Teaching Research Skills

I had a conversation the other day with one of the faculty of our academic support program. She said that many of the students she saw in academic difficulty were taking my advanced legal research class, and were loving it. That’s always good to hear. She went on to say that the class, being focused on skill and practice gave students who had not been doing well in substantative law classes a chance to do well, feel competent. And that one class like that could feed into growing confidence in other classes. This was not something I had ever considered. It was a different way to look at what I do.
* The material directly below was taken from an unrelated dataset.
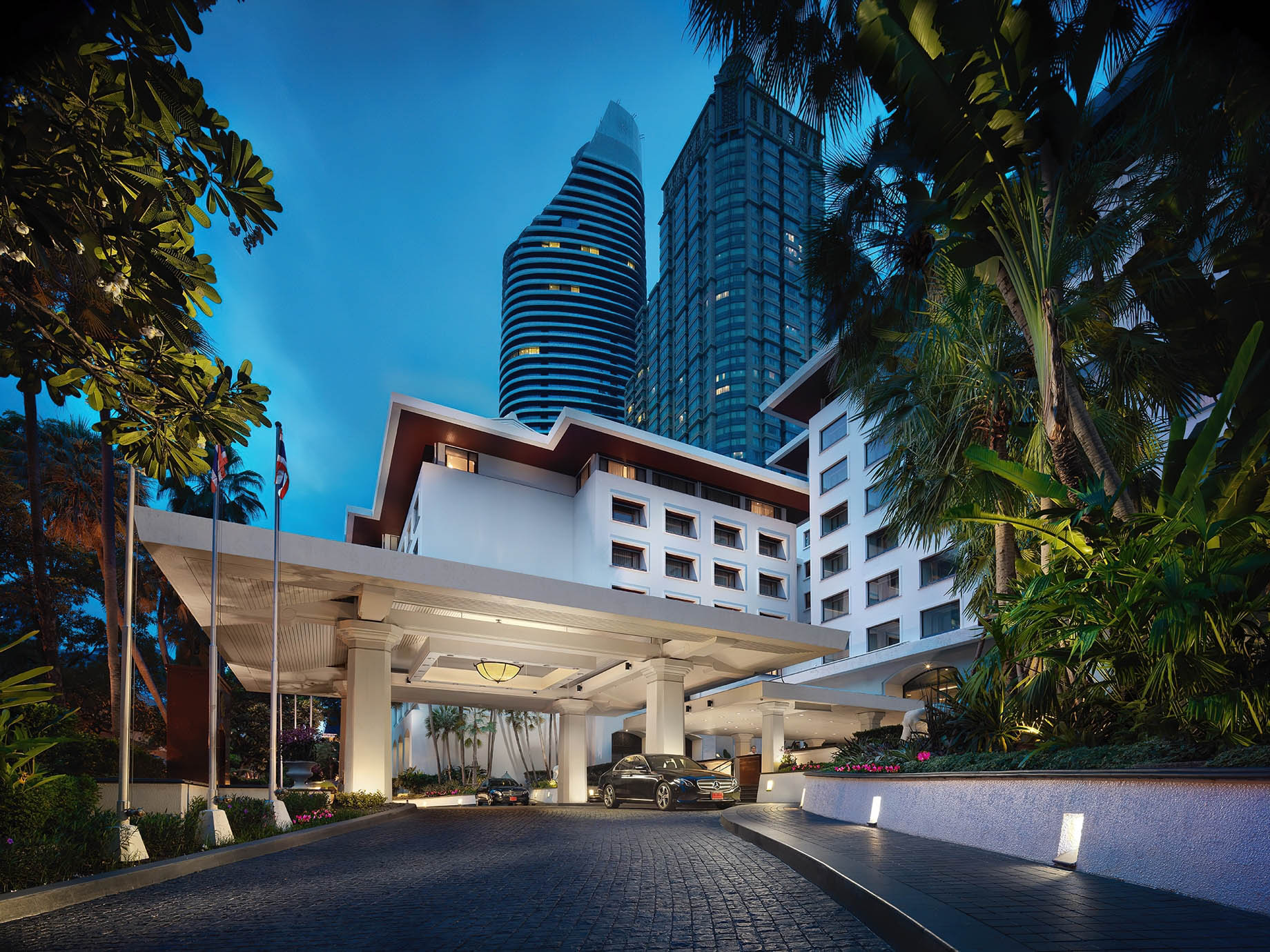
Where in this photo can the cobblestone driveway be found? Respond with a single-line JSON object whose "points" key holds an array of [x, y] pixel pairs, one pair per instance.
{"points": [[478, 879]]}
My class, like most research, writing or advocacy classes, lets students DO things and does not require the same set of skills as a final exam in a substantive course. I give the students worksheets, which sometime are rather time-consuming to complete. They are supposed to finish the worksheets before class and bring them in. We check them as complete and give them back to the students. Then, the class session is mostly taken up with the students reporting what they found, and the adventures they had in the finding.

My inspiration for the worksheets were the “bibliography” classes I had in library school, which required us to “learn” various types of resources. The difference is that I am teaching law students, not library students who expect to be required to learn how to use many sets to the point of being able to teach others about them. So, I lure the law students into exploring and testing resources with open-ended questions that send them to a choice of sources. My sheets are not set up so that there is any one single answer, and I don’t care so much what the students find. The questions are designed, instead, to encourage the students to explore and test the various resources – print or electronic. They discuss HOW they found things – did they use an index or table of contents? Did they use a menu or a search box? And how did it work? Were they satisfied or if not, what complaints? Why did one person get it to work and another did not? It’s the process, not the product we focus on. Could they find the answer in another resource and how did it compare?

I had followed the education arguments about different “intelligences,” and designing class so that it appealed to people who learn in different ways. What I had not considered was that success in one class affects success in other classes. I felt so pleased to hear the course was assisting students in such an unexpected way. I have students from the various journals, but was not aware that the course was drawing a different group. I am sure the same purpose can be served by clinic courses and oral advocacy classes, various practicum courses like client counseling or alternative dispute resolution. I do fear that some profs in the substantive law courses tend to see these alternate, process-oriented classes as being “soft.” I really like the trend that some professors of traditional courses are co-teaching with practice-profs, so you have classes that included drafting and contracts law or the tax practice and research class I co-taught with my colleague here for some years. I hope this grows! The more I read about adult learning, the more it seems to require a variety of teaching methods and skills.